Zurück ins Mittelalter...

Obwohl es heißt, dass es keine Strafen mehr gibt, sind wir doch täglich mit solchen konfrontiert. Strafen wie in der Ecke stehen, aus dem Unterricht geschickt werden, Hiebe mit Rohrstäben oder Linealen, etc. zählen angeblich zur Vergangenheit, sind aber teilweise an einigen Schulen immer noch Realität.

von Laura Kösten und Lucia Döller
Gymnasium Rahlgasse
März 2001

Am Sacré Coeur Pressbaum werden sinnvolle Strafen, wie Fische im dortigen Aquarium zu zählen, angewendet. Genauso wie dort SchülerInnen aufgrund "böser Taten" immer noch in der Ecke stehen müssen. Bei den Demonstrationen im letzten Februar wurde den SchülerInnen mit Verwarnungen gedroht.

Auch in der Rahlgasse, die als eine relativ liberale Schule gilt, können SchülerInnen, trotz Verletzung der Aufsichtspflicht, aus dem Unterricht geschickt werden. Auf der anderen Seite wird SchülerInnen mit dem Argument eben dieser Aufsichtspflicht untersagt kurz das Schulhaus zu verlassen um sich eine Semmel zu kaufen, bzw. in den Pausen dem Schulklima zu entfliehen oder frische Luft zu schnappen. Egal ob nun die Aufsichtspflicht vernachlässigt wird oder nicht, die SchülerInnen zahlen drauf - wie so oft!

Viele LehrerInnen glauben, dass Strafen SchülerInnen davon abhalten, sich falsch zu verhalten. Sie empfinden jegliche Art von Störung als Angriff auf ihre eigene Person, da schließlich ihr Unterricht gestört wird und bestrafen dies auch dementsprechend. Dass der Unterricht für die Schüler da sein sollte, und nicht zur Befriedigung der Lehrer, wird dabei außer acht gelassen.

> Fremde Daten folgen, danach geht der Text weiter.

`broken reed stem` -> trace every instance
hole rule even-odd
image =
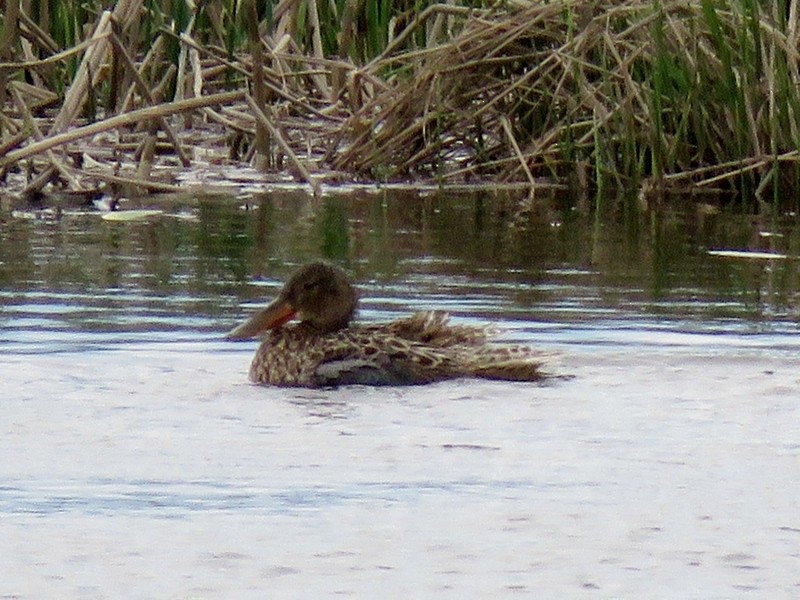
[[[297,157],[297,155],[292,150],[291,146],[289,146],[289,144],[286,143],[286,140],[284,139],[283,135],[281,135],[278,128],[275,127],[270,122],[270,120],[267,118],[267,116],[264,114],[261,108],[259,108],[259,106],[255,103],[255,100],[253,100],[251,96],[247,96],[246,100],[247,104],[253,111],[253,114],[256,116],[256,121],[262,123],[264,127],[266,127],[269,130],[272,137],[275,139],[275,141],[281,147],[281,150],[286,154],[291,163],[297,169],[298,173],[303,177],[303,179],[306,180],[306,183],[308,183],[314,190],[314,195],[319,196],[320,195],[319,182],[311,177],[311,173],[309,172],[306,165],[303,163],[303,161],[301,161]]]
[[[144,97],[147,103],[150,106],[155,106],[156,101],[153,98],[152,94],[150,93],[150,89],[147,87],[147,84],[142,79],[141,74],[136,69],[136,65],[133,64],[133,60],[131,59],[128,51],[122,45],[122,42],[119,40],[116,34],[111,36],[111,42],[114,45],[114,48],[117,50],[119,56],[122,57],[123,62],[125,63],[125,67],[128,69],[136,87],[139,89],[139,93]],[[172,147],[175,150],[175,153],[178,155],[178,158],[181,161],[181,164],[184,167],[188,167],[191,165],[191,161],[186,153],[183,151],[183,147],[181,146],[180,142],[178,141],[178,136],[173,131],[172,126],[169,124],[167,119],[162,115],[156,117],[158,124],[161,126],[161,129],[166,134],[167,138],[169,139]]]
[[[13,55],[14,41],[19,37],[20,6],[18,2],[11,2],[5,7],[2,37],[0,37],[0,61],[11,58]],[[0,65],[0,108],[6,105],[8,68]],[[0,129],[2,133],[2,129]]]
[[[25,121],[26,127],[30,128],[31,133],[33,134],[33,138],[35,140],[41,141],[43,139],[42,132],[39,129],[39,126],[36,124],[36,120],[33,118],[33,115],[28,110],[28,107],[25,105],[25,101],[20,95],[17,86],[12,85],[10,86],[10,88],[11,88],[11,95],[14,98],[14,104],[16,104],[17,106],[17,110],[19,110],[20,113],[24,115],[23,119]],[[56,171],[58,171],[61,174],[61,176],[64,177],[64,179],[66,179],[70,183],[73,189],[77,190],[82,189],[78,180],[75,179],[75,177],[73,177],[72,173],[70,172],[70,169],[58,159],[58,157],[55,155],[55,153],[53,153],[52,150],[48,150],[45,154],[47,155],[47,161],[50,163],[51,167]],[[29,184],[28,187],[26,188],[26,191],[38,191],[39,189],[41,189],[41,187],[44,187],[46,183],[47,180],[44,180],[42,182],[37,182],[35,186]]]
[[[270,128],[267,126],[266,119],[259,119],[258,114],[263,115],[267,106],[267,92],[264,84],[264,53],[261,47],[261,36],[258,31],[258,13],[256,11],[255,0],[249,0],[245,4],[245,11],[248,16],[248,34],[250,36],[250,53],[253,60],[253,97],[247,96],[248,103],[254,103],[257,108],[256,113],[256,138],[254,148],[256,152],[256,166],[268,167],[274,165],[273,157],[270,154]]]
[[[94,82],[91,81],[93,73],[100,72],[103,62],[108,59],[110,44],[108,38],[111,34],[111,11],[104,11],[100,15],[100,21],[90,38],[94,43],[87,47],[83,55],[78,71],[75,74],[72,85],[64,96],[64,103],[61,110],[53,121],[51,132],[57,133],[66,129],[67,125],[75,120],[75,117],[83,107],[86,98],[90,94],[89,88]]]
[[[531,191],[533,191],[533,189],[536,187],[536,181],[533,178],[533,173],[531,173],[531,170],[528,168],[528,162],[522,155],[522,150],[519,149],[519,144],[517,144],[517,140],[514,138],[514,132],[511,130],[511,123],[509,123],[508,118],[505,115],[503,115],[502,117],[500,117],[500,124],[503,126],[503,131],[508,137],[508,143],[511,144],[511,147],[514,149],[514,154],[517,155],[517,159],[519,160],[520,166],[522,167],[523,171],[525,171],[525,175],[528,178],[528,182],[531,184]]]
[[[53,40],[46,31],[44,31],[33,19],[28,16],[26,11],[21,11],[19,14],[20,25],[28,30],[29,35],[35,40],[39,46],[46,52],[56,54],[58,52],[58,44]]]
[[[13,136],[6,139],[6,141],[0,144],[0,156],[4,156],[11,152],[14,148],[17,148],[25,143],[30,135],[25,131],[20,131],[15,133]]]
[[[17,161],[24,160],[31,156],[36,156],[47,150],[69,144],[77,140],[91,137],[104,131],[116,129],[118,127],[129,127],[136,125],[142,120],[153,119],[168,115],[176,115],[184,112],[197,110],[207,106],[214,106],[218,104],[229,104],[244,100],[247,92],[222,92],[219,94],[212,94],[210,96],[200,96],[199,98],[189,98],[188,100],[181,100],[180,102],[172,102],[170,104],[159,104],[157,106],[148,106],[140,108],[121,115],[109,117],[103,121],[84,125],[83,127],[76,127],[70,131],[60,133],[48,138],[43,139],[41,142],[36,142],[9,152],[3,157],[0,157],[0,169],[13,164]]]
[[[314,56],[316,58],[324,58],[325,53],[322,50],[322,34],[320,32],[319,14],[317,13],[317,0],[306,0],[306,6],[308,7],[308,19],[311,26],[311,41],[312,48],[314,49]],[[333,102],[335,99],[331,97],[331,87],[328,85],[327,79],[322,74],[312,75],[311,78],[319,89],[320,95],[329,102]]]
[[[138,177],[121,177],[112,173],[103,173],[102,171],[87,171],[86,175],[93,179],[106,181],[116,185],[131,187],[134,189],[147,190],[150,192],[159,192],[164,194],[175,194],[181,191],[179,185],[172,185],[161,181],[155,181],[151,178],[140,179]]]
[[[166,31],[166,30],[163,31],[163,33],[165,35],[170,35],[170,36],[174,36],[175,35],[174,32]],[[248,66],[247,64],[245,64],[243,62],[239,62],[239,61],[235,61],[235,62],[234,61],[230,61],[227,58],[225,58],[223,56],[219,56],[218,54],[214,53],[214,51],[212,49],[203,48],[202,46],[199,46],[194,40],[192,40],[190,38],[186,38],[184,36],[179,36],[179,39],[180,39],[181,43],[188,44],[188,45],[192,46],[192,48],[195,48],[201,54],[204,54],[204,55],[212,58],[213,60],[218,61],[220,64],[230,68],[231,70],[236,71],[237,73],[241,74],[242,76],[244,76],[246,78],[253,77],[254,70],[253,70],[252,66]],[[264,70],[270,76],[275,76],[276,75],[275,73],[270,73],[271,70],[267,69],[266,67],[264,67]],[[295,106],[298,110],[302,110],[304,112],[307,112],[310,115],[313,115],[315,117],[319,117],[321,119],[327,119],[328,118],[327,115],[325,115],[325,113],[323,113],[322,111],[320,111],[319,109],[317,109],[313,105],[311,105],[306,98],[294,95],[292,93],[289,93],[283,87],[275,85],[273,82],[271,82],[267,78],[264,78],[264,87],[270,93],[275,94],[276,96],[282,98],[283,100],[286,100],[287,102],[289,102],[290,104]]]
[[[447,14],[447,15],[456,15],[461,17],[466,17],[470,13],[477,12],[476,9],[463,7],[463,6],[452,6],[450,4],[433,4],[426,7],[419,15],[414,17],[414,20],[411,21],[404,29],[401,31],[389,44],[387,44],[386,48],[380,55],[376,56],[372,61],[370,61],[366,65],[366,69],[372,70],[377,65],[383,63],[391,55],[398,49],[403,46],[406,40],[411,37],[420,25],[425,23],[431,15],[434,14]],[[484,12],[484,11],[481,11]]]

Ein beliebter Ausdruck für Strafe ist Repression. Im Duden Fremdwörterbuch steht geschrieben:Repression [lat.] die; -en: 1....2. (Soziol.) a) Unterdrückung individueller Entfaltung und individueller Triebäußerung durch gesellschaftliche Strukturen und Autoritätsverhältnisse;...Das heißt auf Deutsch: Durch Androhung einer Strafe (Repressalie) hindere ich dich daran, etwas zu tun, was du ansonsten tun könntest (Entfaltung) oder wolltest (Trieb). Ein weiteres Problem ergibt sich durch die Frage, wem das "Schuleigentum" wirklich gehört. Wer bestimmt was schön ist und was nicht? Wer darf die Schule gestalten? Wenn den SchülerInnen die Tische so gefallen wie sie sind, weshalb dürfen sie dann nicht so bleiben? Tische, Klassen oder auch die gesamte Schule zu reinigen sind leider immer noch beliebte Strafen.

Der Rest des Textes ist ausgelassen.